Un trabajo perturbador

Uno de los casos más impactantes que ha visto es el de un marmolero que iba a vender una camioneta y en la vía a Soacha lo pararon, lo bajaron y luego lo mataron. El cuerpo llegó picado al cementerio, algunas partes las metieron en ácido, otras las dejaron por ahí tiradas y eso fue lo que él inhumó.

“Eso no es nada, en el entierro de una niña de quince años la mamá contó que las amigas la descuartizaron por un novio. El cajón era más pequeño de lo normal, así que le creí”.

Su profesión no lo hace inmune a la lágrimas. Hay servicios que conmueven, especialmente cuando se trata de bebés, madres que lloran a sus hijos y el llanto que expresan es desgarrador, son humanos. “Las energías también se le pegan a uno”.

La primera vez que vio un cuerpo fue cuando era un ‘Diablo’, así llaman a los que trabajan en los hornos crematorios.

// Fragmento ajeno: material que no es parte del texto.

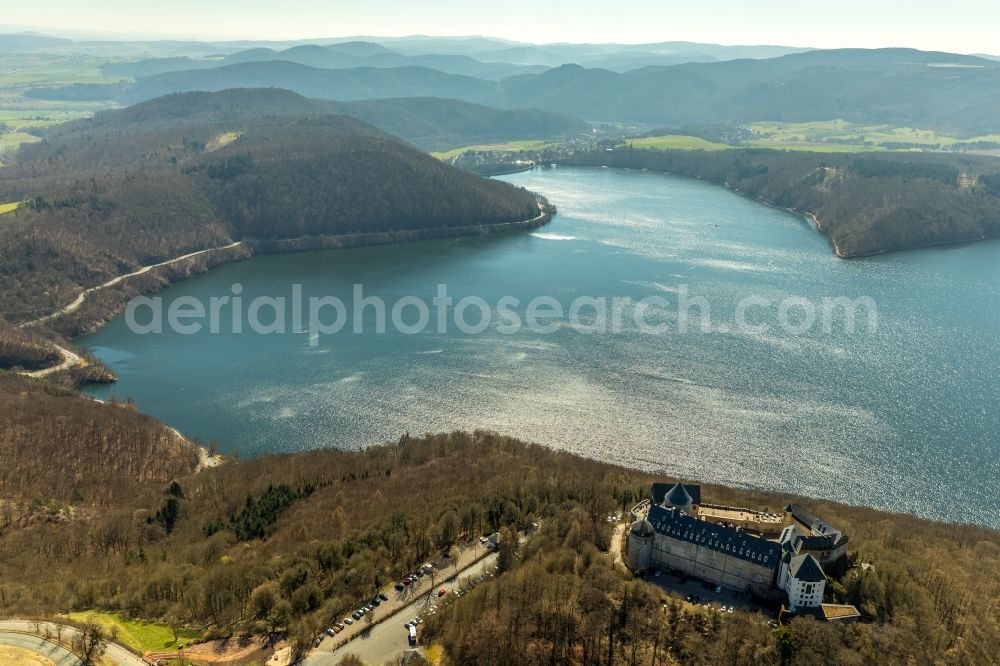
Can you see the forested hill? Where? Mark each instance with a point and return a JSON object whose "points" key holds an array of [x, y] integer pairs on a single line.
{"points": [[138, 186], [865, 203], [293, 543]]}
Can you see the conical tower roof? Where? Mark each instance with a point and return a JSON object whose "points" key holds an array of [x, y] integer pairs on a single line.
{"points": [[677, 496]]}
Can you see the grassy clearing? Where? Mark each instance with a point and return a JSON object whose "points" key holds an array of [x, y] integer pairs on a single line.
{"points": [[141, 636], [842, 136], [223, 139], [676, 142], [510, 146]]}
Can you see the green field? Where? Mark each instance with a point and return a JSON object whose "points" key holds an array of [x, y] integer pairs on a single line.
{"points": [[831, 136], [842, 136], [19, 73], [676, 142], [509, 147], [140, 636]]}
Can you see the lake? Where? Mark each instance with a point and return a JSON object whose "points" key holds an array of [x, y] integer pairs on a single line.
{"points": [[901, 415]]}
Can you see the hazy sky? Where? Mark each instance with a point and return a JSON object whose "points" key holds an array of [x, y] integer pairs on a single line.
{"points": [[964, 26]]}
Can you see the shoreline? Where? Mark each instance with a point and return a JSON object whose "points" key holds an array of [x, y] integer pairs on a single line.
{"points": [[817, 224], [261, 247]]}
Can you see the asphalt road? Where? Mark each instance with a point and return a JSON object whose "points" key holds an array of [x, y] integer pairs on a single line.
{"points": [[57, 654], [388, 639], [116, 653]]}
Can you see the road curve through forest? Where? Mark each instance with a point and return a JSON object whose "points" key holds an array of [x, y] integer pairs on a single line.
{"points": [[117, 654]]}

“El primer muerto fue mi prueba de fuego, tenía que agarrarlo y tirarlo al horno, era un hombre de unos treinta años que llegó deformado luego de un accidente de tránsito, fue terrible pero tenía que llevar el pan a la casa”.

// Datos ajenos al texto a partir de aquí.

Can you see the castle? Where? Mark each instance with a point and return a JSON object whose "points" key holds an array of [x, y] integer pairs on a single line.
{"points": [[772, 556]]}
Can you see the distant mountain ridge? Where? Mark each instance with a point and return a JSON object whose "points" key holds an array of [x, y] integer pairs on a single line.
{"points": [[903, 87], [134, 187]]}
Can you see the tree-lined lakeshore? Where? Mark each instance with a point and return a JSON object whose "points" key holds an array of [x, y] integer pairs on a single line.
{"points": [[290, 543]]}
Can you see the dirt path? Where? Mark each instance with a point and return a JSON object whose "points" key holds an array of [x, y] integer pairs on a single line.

Recuerda también cuando tuvo que exhumar a un niño de tan solo cuatro años. “Al pequeñito no lo cremaron porque cuando son muertes violentas la ley lo impide, fue entonces cuando llegó la Fiscalía y me pidió que lo sacará. El cuerpo llevaba ahí varios años y tuve que meter la mano, como si estuviera buscando una media en un cajón, para buscar el fémur y que le hicieran una prueba de ADN. Lo logré”.

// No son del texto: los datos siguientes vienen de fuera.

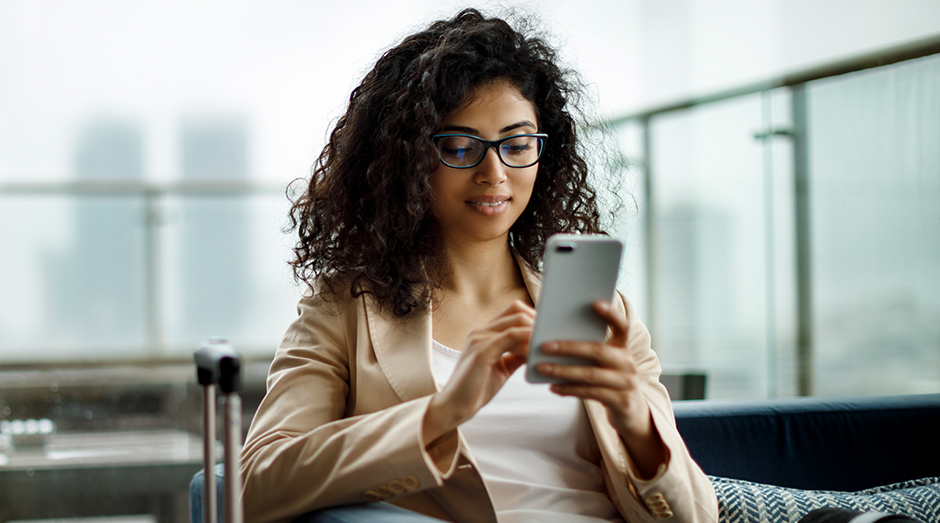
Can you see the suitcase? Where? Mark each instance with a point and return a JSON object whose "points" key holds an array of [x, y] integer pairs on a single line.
{"points": [[219, 367]]}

Foto: Jose Vargas E/KienyKe.com

Antes de colgar el overol recuerda un versículo de la biblia, inusual pero valioso para él. “Y oí una voz del cielo que decía escribe: ‘Bienaventurados los muertos que de aquí en adelante mueren en el Señor’. Sí dice el Espíritu para que descansen de sus trabajos, porque sus obras van con ellos”. (Apocalipsis 14-13)

Ángel no está seguro hasta cuándo se dedicará a ser operario del cementerio, vive su sueño de niño entre personas que ya no están en este mundo. De lo que sí está seguro es de lo que espera recibir cuando muera, que lo traten como él ha tratado a los muertos: con respeto.